Of the 1,022 possible epileptic seizures among 990 children, 68% occurred after receipt of an inactivated vaccine and 32% after receipt of live-attenuated vaccine in the first 2 years of life. These children had a median age of 11.6 months at first vaccination and 14.2 months at first reported seizure.

Forty-five children were diagnosed with epilepsy. Of these, 26 had vaccination-related seizure onset and 19 had seizure onset before vaccination-related seizure occurred. Children with epilepsy and vaccination-related seizure onset had a median age of 11.5 months at epilepsy diagnosis.

Genetic testing was performed for 14 of 23 children with epilepsy and vaccination-related onset during follow-up. Median age at follow-up was 10.6 years.

Of the 23 children with epilepsy and vaccination-related onset available for follow-up, three had developmental delay before seizure onset and developed mild to severe intellectual disability. Thus, they were considered to have pre-existing encephalopathy. Twelve children were considered to have epileptic encephalopathy. Eight children were diagnosed with Dravet syndrome. One child had epilepsy and mental retardation due to a de novo protocadherin 19 mutation. One child had fever-sensitive epilepsy, which was well controlled after infancy, and another child was diagnosed with West syndrome.

Eight of the 23 children with vaccination-related epilepsy onset were considered to have benign epilepsy. Of these, seven were seizure-free without use of medication at follow-up.

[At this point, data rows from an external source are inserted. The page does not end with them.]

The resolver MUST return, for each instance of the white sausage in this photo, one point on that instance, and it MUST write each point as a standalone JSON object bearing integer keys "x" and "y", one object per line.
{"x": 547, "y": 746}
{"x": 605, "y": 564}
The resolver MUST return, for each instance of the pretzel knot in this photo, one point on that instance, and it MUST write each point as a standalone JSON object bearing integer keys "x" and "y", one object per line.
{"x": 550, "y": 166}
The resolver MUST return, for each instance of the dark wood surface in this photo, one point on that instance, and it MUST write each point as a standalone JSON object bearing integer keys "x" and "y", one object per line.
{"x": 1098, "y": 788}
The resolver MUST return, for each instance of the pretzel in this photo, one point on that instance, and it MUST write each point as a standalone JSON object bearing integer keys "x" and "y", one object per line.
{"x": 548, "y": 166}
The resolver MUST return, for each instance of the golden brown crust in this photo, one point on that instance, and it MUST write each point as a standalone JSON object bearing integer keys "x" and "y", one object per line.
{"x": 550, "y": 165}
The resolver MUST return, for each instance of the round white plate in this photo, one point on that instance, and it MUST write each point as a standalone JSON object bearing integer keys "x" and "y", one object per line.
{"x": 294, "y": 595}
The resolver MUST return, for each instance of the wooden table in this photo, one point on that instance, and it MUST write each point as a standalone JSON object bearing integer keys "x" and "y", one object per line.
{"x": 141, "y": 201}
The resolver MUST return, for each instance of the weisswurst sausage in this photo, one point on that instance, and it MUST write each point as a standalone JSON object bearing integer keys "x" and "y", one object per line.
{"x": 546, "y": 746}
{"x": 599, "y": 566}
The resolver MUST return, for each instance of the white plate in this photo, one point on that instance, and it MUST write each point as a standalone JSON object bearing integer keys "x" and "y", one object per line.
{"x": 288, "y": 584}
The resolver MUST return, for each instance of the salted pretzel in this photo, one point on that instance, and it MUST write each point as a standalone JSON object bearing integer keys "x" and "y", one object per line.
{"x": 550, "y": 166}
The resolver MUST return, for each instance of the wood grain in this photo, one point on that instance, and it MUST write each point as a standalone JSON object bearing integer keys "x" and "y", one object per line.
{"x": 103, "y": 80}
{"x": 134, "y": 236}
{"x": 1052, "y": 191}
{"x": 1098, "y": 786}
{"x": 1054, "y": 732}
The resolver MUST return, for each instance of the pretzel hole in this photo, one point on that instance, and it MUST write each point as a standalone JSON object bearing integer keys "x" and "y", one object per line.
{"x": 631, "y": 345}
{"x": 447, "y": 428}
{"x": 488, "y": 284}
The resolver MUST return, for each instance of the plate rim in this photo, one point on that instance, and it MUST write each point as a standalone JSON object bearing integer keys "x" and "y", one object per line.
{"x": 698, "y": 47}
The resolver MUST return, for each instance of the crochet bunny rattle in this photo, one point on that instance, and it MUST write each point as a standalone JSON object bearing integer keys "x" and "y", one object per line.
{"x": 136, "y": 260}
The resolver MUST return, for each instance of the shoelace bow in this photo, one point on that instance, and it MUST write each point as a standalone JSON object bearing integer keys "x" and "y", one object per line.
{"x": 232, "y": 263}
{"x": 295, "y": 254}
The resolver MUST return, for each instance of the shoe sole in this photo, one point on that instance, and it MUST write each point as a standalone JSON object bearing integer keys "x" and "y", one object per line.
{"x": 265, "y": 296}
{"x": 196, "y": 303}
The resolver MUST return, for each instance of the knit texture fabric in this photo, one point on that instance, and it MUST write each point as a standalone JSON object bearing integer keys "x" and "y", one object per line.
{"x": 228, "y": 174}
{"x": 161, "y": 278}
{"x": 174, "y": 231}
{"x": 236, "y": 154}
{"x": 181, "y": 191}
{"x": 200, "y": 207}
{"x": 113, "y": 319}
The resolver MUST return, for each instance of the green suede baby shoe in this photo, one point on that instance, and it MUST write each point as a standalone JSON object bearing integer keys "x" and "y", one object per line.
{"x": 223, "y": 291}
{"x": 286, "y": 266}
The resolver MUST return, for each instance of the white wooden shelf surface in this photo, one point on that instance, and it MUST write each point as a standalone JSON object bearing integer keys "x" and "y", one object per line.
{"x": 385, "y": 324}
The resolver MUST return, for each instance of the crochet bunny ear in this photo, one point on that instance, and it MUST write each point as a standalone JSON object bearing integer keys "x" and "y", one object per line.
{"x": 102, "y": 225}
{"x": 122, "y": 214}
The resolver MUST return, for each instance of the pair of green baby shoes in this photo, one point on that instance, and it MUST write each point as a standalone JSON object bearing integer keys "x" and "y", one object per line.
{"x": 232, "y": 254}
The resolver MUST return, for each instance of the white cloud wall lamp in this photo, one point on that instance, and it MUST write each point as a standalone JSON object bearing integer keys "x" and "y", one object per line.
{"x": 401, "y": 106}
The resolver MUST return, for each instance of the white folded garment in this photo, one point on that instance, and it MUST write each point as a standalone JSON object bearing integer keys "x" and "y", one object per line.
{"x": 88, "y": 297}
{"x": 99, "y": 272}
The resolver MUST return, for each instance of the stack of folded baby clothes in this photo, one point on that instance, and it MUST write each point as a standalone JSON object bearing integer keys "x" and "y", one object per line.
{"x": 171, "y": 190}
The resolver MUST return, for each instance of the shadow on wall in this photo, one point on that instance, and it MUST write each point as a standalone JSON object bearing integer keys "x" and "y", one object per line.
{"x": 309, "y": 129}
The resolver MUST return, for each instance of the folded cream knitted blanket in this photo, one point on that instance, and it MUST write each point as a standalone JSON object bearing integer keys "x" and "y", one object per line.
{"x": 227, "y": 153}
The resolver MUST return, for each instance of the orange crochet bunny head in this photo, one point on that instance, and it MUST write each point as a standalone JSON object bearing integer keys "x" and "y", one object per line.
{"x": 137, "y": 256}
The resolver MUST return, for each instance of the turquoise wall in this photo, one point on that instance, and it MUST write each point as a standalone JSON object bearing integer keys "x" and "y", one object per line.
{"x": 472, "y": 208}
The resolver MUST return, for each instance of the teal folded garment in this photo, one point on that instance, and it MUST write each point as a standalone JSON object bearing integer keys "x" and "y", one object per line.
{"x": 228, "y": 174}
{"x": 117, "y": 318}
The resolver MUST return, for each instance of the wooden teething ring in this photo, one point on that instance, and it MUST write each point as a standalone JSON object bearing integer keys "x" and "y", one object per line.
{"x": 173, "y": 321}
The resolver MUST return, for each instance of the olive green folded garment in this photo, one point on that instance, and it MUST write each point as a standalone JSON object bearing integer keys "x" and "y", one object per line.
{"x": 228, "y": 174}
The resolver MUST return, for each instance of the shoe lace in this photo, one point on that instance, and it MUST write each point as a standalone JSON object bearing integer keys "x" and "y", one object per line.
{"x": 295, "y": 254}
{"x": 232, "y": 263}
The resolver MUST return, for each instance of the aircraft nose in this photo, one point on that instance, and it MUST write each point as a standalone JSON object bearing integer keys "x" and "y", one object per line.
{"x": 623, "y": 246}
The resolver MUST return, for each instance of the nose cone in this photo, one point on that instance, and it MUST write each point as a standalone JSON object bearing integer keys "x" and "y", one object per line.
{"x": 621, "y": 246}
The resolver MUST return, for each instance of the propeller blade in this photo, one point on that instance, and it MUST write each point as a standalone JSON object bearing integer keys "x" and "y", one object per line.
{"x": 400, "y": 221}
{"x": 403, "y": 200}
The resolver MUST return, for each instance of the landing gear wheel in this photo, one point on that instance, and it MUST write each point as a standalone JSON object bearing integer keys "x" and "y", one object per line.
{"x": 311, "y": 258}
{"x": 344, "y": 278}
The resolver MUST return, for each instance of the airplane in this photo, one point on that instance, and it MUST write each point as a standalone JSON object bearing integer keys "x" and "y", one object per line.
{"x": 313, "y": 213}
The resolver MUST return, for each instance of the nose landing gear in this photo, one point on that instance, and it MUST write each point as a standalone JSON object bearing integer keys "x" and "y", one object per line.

Seizures occurred more often after inactivated vaccines among children pre-existing or epileptic encephalopathy and began at a younger age compared with children with benign epilepsy.

“Underlying genetic or structural causes were identified in 65% of children with epilepsy with vaccination-related onset. These underlying causes were not limited to SCN1A-related Dravet syndrome but extended to other genetically determined fever-sensitive epilepsies,” the researchers wrote. “These results imply that early genetic testing should be considered in children with vaccination-related onset of epilepsy and might help to support public faith in vaccination programs.”

Disclosure: The researchers report no relevant financial disclosures.